СюжетыОбщество

«Другого мы бы немедленно расстреляли»

История советского гражданина, которого репрессировали за «продажу» несуществующего документа. Но неожиданно оставили в живых

А.И. Селявкин. Фото из архива
А.И. Селявкин. Фото из архива

Люди постарались и издали толстую книгу — к дате успели, еще к 100-летию замечательной организации, так много сделавшей для всемерного процветания державы, — ВЧК-ОГПУ-НКВД-МГБ-КГБ-ФСБ.

799 страниц одних документов, многие из которых публикуются впервые. Некоторые, правда, сказали бы — неряшливо издали. Без логики в отборе. Без комментариев, объяснений, справок. Просто в хронологическом порядке накидали — в знак безмерного доверия к читателю: вдумчивый читатель разберется.

Через три года книга попала, скажу не бахвалясь, к такому читателю — ко мне. Я перелистал ее, подивился причудливой фантазии авторов-составителей. И вдруг на 334-й странице — дивная фамилия: Селявкин.

От французского «се ля ви», очевидно.

В общем, начал читать этот документ № 152. И чем дальше, тем более фантасмагоричной казалась мне эта история.

Из опубликованного документа № 152 — письма в адрес Орджоникидзе — можно представить себе отрывочно селявкинскую биографию, как он сам ее считает нужным изложить. А можно и книжку селявкинскую (1981 года издания) отыскать, и у людей знающих справиться.

И окажется, что за этой историей встают, как живые, вопросы государственного значения, безопасности государственной в полном смысле этого слова, да забирай выше — истории страны, как она сложилась и почему сложилась именно так и не иначе.

Се ля ви, словом.

Арестовали Селявкина 26 августа 1933 года. Было ему к этому времени 34 года. Окончил четырехклассное Харьковское городское училище. Работал слесарем, шофером. В 1915-м был мобилизован в армию. В 1916-м — произведен в младшие унтер-офицеры и назначен в 8-й дивизион в качестве шофера броневика «Остин». Участник Первой мировой войны.

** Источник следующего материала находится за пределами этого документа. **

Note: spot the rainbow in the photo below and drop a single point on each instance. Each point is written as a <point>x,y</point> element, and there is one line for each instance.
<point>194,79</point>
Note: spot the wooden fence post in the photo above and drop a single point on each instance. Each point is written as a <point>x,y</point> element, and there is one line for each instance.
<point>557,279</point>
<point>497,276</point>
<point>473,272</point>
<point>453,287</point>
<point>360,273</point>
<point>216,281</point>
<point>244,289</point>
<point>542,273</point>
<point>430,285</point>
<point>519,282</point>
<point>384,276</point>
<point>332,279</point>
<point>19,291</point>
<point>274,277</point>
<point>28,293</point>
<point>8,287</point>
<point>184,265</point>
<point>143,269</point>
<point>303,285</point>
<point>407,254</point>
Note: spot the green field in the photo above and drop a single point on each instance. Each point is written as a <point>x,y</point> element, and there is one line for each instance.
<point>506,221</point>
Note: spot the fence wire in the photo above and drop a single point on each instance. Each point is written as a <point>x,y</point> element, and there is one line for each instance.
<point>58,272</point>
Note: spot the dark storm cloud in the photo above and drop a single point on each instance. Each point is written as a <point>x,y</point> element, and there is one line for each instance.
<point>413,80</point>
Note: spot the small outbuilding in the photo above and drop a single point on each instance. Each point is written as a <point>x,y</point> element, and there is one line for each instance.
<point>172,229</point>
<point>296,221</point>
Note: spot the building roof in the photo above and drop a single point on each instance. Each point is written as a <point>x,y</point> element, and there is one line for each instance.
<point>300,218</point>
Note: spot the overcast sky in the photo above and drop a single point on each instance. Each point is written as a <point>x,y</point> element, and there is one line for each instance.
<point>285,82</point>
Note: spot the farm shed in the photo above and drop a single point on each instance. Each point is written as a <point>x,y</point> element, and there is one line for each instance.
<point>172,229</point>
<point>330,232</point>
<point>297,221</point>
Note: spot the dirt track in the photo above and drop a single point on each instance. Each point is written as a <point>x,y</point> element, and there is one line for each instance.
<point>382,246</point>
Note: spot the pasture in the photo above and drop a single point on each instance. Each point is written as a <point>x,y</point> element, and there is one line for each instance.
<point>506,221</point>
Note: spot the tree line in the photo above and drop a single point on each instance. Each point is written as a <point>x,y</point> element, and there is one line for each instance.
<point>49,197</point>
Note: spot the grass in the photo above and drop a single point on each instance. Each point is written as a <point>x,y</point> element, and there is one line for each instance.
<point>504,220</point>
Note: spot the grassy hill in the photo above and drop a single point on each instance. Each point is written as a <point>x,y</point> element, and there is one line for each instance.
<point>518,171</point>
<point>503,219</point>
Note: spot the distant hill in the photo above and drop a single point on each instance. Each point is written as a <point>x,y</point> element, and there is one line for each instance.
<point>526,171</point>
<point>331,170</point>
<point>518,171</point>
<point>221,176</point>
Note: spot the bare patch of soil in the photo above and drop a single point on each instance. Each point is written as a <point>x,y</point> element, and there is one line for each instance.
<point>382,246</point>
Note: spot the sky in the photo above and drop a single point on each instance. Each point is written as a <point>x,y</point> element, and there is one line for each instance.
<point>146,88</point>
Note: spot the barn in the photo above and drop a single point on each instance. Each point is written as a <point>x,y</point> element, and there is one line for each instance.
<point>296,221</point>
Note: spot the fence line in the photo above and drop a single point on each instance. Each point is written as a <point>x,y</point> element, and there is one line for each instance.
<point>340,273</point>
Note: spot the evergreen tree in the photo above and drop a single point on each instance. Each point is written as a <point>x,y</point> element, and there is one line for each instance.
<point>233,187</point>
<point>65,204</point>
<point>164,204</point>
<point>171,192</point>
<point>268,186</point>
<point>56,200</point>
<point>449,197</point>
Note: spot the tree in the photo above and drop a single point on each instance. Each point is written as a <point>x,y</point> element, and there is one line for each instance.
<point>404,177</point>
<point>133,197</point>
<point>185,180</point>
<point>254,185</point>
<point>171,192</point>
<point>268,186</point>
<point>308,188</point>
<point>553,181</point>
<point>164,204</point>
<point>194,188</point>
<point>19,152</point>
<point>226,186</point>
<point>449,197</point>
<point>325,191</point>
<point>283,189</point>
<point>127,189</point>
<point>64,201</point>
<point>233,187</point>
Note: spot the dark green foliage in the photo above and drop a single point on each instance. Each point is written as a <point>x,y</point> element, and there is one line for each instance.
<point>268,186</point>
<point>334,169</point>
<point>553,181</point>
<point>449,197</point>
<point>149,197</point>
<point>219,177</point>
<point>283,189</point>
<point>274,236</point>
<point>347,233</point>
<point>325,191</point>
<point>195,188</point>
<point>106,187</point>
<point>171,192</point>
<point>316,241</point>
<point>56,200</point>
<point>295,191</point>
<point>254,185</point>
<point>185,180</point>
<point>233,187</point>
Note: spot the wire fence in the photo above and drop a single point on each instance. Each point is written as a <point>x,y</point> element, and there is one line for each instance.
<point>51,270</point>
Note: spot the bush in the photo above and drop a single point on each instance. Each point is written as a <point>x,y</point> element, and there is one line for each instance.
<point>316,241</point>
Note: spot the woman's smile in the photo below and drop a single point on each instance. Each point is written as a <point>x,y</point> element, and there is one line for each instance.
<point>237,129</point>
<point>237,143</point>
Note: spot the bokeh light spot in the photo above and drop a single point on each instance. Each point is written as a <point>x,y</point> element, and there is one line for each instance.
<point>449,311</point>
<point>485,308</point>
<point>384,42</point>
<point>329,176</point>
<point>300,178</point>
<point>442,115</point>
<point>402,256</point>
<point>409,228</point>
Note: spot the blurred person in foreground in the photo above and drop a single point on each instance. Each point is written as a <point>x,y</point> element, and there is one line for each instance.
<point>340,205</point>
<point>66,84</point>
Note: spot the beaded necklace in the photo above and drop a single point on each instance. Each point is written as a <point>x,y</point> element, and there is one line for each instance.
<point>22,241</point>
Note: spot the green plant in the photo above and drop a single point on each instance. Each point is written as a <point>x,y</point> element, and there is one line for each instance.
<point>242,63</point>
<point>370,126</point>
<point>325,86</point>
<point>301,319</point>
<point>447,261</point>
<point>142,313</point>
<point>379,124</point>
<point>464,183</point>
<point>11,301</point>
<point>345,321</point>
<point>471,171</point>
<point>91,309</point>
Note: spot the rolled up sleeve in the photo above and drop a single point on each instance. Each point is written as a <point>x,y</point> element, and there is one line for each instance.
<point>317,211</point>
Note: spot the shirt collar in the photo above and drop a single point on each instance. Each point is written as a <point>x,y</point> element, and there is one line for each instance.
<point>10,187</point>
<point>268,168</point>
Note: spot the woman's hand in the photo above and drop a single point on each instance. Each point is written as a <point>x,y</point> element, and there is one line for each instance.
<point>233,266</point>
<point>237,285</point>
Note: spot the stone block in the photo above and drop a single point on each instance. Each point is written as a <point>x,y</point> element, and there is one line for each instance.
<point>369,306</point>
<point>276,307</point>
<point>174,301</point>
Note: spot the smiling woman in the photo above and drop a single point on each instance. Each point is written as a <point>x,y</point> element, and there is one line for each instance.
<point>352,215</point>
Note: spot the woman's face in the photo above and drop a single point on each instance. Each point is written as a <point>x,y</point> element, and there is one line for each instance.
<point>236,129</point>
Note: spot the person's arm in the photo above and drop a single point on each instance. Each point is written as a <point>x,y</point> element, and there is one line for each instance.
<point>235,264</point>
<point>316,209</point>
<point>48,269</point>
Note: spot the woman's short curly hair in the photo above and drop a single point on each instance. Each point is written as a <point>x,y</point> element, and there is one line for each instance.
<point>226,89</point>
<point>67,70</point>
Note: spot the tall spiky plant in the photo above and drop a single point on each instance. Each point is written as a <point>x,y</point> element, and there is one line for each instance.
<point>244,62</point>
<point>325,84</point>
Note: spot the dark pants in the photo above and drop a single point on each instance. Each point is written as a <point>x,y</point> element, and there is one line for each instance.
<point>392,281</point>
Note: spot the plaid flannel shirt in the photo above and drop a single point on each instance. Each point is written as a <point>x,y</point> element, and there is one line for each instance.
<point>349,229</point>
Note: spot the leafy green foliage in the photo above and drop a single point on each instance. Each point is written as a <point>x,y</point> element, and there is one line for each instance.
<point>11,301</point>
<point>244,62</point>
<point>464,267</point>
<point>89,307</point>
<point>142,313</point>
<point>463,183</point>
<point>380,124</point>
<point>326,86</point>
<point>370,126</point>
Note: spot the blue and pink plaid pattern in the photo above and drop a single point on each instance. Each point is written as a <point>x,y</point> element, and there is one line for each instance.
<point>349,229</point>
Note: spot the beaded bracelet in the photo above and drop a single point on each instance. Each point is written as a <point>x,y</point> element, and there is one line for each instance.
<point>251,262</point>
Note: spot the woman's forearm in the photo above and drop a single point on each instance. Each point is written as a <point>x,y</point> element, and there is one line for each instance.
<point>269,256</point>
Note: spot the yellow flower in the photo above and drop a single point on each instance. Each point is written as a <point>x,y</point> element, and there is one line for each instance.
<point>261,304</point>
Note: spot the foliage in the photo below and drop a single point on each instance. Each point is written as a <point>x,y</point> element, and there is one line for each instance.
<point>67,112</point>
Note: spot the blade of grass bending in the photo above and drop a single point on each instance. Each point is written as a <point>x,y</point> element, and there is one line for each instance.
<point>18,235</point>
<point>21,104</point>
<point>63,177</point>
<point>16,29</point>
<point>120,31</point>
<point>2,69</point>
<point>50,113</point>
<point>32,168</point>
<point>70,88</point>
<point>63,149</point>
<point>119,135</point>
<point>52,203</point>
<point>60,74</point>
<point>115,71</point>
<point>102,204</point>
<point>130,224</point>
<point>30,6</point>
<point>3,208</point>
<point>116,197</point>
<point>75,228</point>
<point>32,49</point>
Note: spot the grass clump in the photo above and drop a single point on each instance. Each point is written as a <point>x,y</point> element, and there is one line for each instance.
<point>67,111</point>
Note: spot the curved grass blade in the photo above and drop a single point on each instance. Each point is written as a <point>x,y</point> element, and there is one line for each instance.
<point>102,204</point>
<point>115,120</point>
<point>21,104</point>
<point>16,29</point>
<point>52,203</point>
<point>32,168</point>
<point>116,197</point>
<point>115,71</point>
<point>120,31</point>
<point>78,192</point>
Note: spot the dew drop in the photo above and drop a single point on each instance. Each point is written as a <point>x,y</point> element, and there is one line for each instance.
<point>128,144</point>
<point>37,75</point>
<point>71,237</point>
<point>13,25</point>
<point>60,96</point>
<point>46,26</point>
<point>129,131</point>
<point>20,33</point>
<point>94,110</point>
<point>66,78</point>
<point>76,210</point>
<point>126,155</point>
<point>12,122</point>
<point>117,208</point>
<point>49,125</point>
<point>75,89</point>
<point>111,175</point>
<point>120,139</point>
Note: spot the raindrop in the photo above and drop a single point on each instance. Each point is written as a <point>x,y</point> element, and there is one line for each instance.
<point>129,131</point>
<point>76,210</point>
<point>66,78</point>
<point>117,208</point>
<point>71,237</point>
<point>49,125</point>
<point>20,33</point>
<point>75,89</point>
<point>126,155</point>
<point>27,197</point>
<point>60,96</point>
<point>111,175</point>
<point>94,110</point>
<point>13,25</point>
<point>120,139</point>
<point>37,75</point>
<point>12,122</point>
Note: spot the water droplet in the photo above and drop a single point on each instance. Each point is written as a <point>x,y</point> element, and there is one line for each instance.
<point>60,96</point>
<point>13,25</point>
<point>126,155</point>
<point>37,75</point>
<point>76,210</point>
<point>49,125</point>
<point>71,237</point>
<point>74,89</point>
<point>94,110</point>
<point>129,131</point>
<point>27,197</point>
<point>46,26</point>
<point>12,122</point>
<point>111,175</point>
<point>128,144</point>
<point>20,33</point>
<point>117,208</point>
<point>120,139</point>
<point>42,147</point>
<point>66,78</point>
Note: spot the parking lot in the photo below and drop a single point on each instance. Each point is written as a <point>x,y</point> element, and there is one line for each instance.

В марте 1917 года вступил в партию большевиков. В июне — в Красную армию. Командовал бронепоездами при обороне Царицына. Был командиром автоброневого дивизиона особого назначения при СНК Украины. Стал одним из первых советских танкистов, так как именно в этот дивизион попали захваченные 6-й дивизией 2-й Украинской армии под Одессой весной 1919 года французские танки Рено (один из них Селявкин отправил в Москву в подарок Ленину, а потом и сам с ним встретился). С декабря 1919-го — начальник и военком Управления броневых частей Южного, затем Юго-Западного фронта. С 1920-го — командир автоброневого отряда особого назначения при Наркомвоене Украины (затем — автобронедивизиона при СНК УССР), начальник бронесил Южного фронта.

Рабоче-крестьянская Красная армия (РККА) в 1928-32 гг. Танкисты готовятся к маршу. Фото: РИА Новости
Рабоче-крестьянская Красная армия (РККА) в 1928-32 гг. Танкисты готовятся к маршу. Фото: РИА Новости

С 1924 года — командир «отдельной танковой эскадры РККА». Заместитель начальника артиллерии и бронетанковых частей ВС Украины и Крыма. Затем его биография делает резкий, даже необъяснимый вираж: с 1925-го Селявкин — заместитель командующего конвойными войсками СССР. С 1927-го — начальник военизированной охраны промышленных предприятий и государственных сооружений Высшего совета народного хозяйства СССР. С 1931-го — начальник Главного управления по подготовке промышленности к противовоздушной обороне Наркомата тяжелой промышленности.

В 1929 году Селявкин А.И. занимает должность не самого первого плана, но хорошую: в петлицах у него аж четыре ромба, маршалов еще в СССР не было, но он был уже почти как маршал. Ну, генерал-полковник…

И вот познакомился он случайно в кафе на Арбате «с некой (как сам пишет) Анной Ивановной Поляковой», кассиршей этого кафе, куда заходил с товарищами выпить чашку чая, «2 или 3 раза бывал у нее на квартире».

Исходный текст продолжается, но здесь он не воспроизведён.